|
Eureka and SHN staff to visit national forum on developing rail yards
FOR IMMEDIATE RELEASE: By Wendy Butler October 25th 2006
There have been numerous community meetings and many passionate podiums for people in favor of and against a Eureka rail yard’s development.
A national forum to be held this week might provide the city of Eureka an opportunity to hear what out-of-area developers and environmental consultants think about Security National’s proposed Marina Center.
Eureka Community Development Department Director Kevin Hamblin said he looks forward to hearing what comments might be made about Marina Center, but not just that.
“This is a nationwide conference that specializes in converting old rail yards,” he said. “We need to understand that we’re not in a vacuum on this. If we can learn from some of the obstacles they have had, I think that that’s something we should avail ourselves of.”

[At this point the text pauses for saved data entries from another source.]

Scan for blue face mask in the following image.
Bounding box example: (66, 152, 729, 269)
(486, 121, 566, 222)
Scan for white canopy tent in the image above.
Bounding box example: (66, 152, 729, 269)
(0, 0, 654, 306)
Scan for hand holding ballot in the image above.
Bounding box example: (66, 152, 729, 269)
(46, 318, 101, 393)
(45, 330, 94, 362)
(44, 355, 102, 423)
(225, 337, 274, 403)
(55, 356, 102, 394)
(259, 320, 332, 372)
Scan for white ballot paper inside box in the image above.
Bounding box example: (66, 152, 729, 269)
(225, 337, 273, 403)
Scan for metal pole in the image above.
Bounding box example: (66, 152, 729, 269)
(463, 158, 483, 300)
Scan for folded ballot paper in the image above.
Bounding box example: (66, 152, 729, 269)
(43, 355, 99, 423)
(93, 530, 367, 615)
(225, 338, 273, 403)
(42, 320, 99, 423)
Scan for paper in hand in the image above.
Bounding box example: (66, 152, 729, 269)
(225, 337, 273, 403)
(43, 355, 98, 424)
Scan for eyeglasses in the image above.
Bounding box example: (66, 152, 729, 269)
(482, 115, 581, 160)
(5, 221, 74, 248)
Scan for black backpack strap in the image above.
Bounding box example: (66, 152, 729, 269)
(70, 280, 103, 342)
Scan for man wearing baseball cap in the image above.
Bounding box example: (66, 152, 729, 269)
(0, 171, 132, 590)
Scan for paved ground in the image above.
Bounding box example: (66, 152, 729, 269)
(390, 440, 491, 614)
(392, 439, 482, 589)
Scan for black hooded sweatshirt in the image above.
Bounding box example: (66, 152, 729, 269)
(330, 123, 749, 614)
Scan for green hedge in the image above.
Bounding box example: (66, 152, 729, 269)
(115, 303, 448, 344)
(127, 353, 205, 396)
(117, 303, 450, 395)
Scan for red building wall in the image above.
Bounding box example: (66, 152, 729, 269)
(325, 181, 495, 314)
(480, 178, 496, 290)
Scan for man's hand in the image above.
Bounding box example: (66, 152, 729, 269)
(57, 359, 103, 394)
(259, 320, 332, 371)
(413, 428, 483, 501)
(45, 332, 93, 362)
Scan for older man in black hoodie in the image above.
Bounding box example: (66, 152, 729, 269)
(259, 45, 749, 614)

What Hamblin is referring to is the Center For Creative Land Recycling’s “Next Stop: Redeveloping Surplus Rail Sites in Arizona, California and Nevada.” It will be held at The Four Seasons Hotel in Las Vegas.
The event begins with a reception today with Las Vegas Mayor Oscar Goodman, and then an all-day workshop on Thursday.
CCLR is a nonprofit organization that is “focused on creating sustainable communities by identifying and implementing responsible patterns of land use and development,” its Web site (www.cclr.org) states.
Workshop presenters include developers, funders, attorneys and environmental consultants. Among the rail-yard redevelopments that will be highlighted are Downtown Las Vegas’ Union Park, one of the largest urban infill projects in the country, as well as Downtown Sacramento Rail Yard, Truckee Rail Yard, Yuma Riverfront Project, the Marina Center, Central Station in Oakland and numerous park and greenway projects.
Security National purchased Union Pacific Railroad Co.’s Eureka Rail Yard or “Balloon Track” on Sept. 28. But Marina Center is a long way from being realized.
Not only does the City Council have to vote to approve a zoning change for the property from “public” to “commercial,” SN has inherited the responsibility for cleaning the parcel’s contaminants and was recently informed by Humboldt Baykeeper that it will soon be named as an additional responsible party in the Baykeeper’s current federal Clean Water Act and Resource Conservation and Recovery Act lawsuit against UP.
SN Senior Vice President Brian Morrissey will be presenting the Marina Center at the Thursday workshop. Security National Senior Associate in Leasing and Operations. Randy Gans will also be in attendance.
“I’d like to see kind of how they’re handling this on other rail yards,” Gans said. “(There are) opportunities to develop on former rail yards or industrial sites that (have) these same type of development hurdles.”
Morrissey was in UP railroad real estate development from 1994-2004.
“Originally I represented the seller, the railroad in their efforts to sell rail yards, and now I represent Marina Center,” he said. “I think I can provide the attendees both perspectives — the buyer and the seller perspective.”
Morrissey said that the 238-acre Sacramento Rail Yard has much in common with the Balloon Track.
“Almost no rail yard has that basic infrastructure that most sites have,” he said.
From sewers to roads to water to storm drains, all of these represent what a typical rail yard is lacking and what a developer needs to find a way to put in place, Morrissey said.
And contamination is a commonality, he said, that a developer inherits.
Franz Lowman, senior hydrogeologist environmental services, SHN Consulting Engineers & Geologists Inc., will attend. He has also served as a Marina Center environmental consultant.
He said he wants to attend “to learn more about what different communities are doing to revitalize their rail yards,” he said.
“We’re always looking for new ideas on how to deal with ‘brownfields,’ in general, and rail yards are becoming a more important part of different communities,” he said. “If we can get some general information that helps with the process here, we’ll be all the better.”
Along with Hamblin, Eureka Community Development Department Senior Planner Sidnie Olson will attend.
She said that her goal is “professional development and ongoing education.”
“It will certainly give me additional knowledge, I hope, on ‘brownfields,’ but it’s something that’s applicable to all of the industrial areas in the city that are brownfields; it’s not just one property,” she said.